The irony of the second story: if such shrinking technology were available, in such an environment, it is not the least bit unreasonable to think that every single one of the manipulative, exploitive elements portrayed in this story would show up to do what they do best, for no one's good but their own.
The irony of the third story: well, you've kind of got me there. And there are pirates and battling!
All in all, this book wasn't nearly as bad as I assumed it would be. All three stories surprised me with depth of character and story, and some good turns of phrase: "...a new era of peace and genital pride dawns...;" "the porn...must flow...;" "...but this rectum needed us. How could we refuse?" among many other jewels, most of them unavailable for inclusion in this venue. Strangely enough, and this is a compliment: man, could I smell the worlds Hansen has created here. I could see them pretty clearly, but more than anything I registered smell. The venues are uniformly unpleasant, and I really did feel better after showering when I read these stories.

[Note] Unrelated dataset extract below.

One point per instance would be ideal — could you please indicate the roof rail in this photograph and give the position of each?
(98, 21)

As for this being satire, yeah, I can see that. Nike sure does get a grilling, as does the media, personal and corporate greed, lust for fame, vanity, the need for personal possessions, sacrificing innocents for scientific glory, and a whole lot more. Hiltons and Trumps get it pretty good, too (no relation to persons living or dead, of course).
The book read quickly, its 217 pages done in just a couple of hours. A little treasure at the back of this Eraserhead Press release is twelve pages devoted entirely to bizarre fiction. Hoo, buddy, there are some way-out titles here...I think I'll probably order one or two.
Bottom line: this book isn't going to work for most readers, well, for almost all readers. The subject matter is most decidedly adult. While the settings and action are all decidedly unpleasant, there is humor, and the dulled sheen of intellect can be seen through the muck. This is not Milton or Dante, but essentially you're getting the same stories.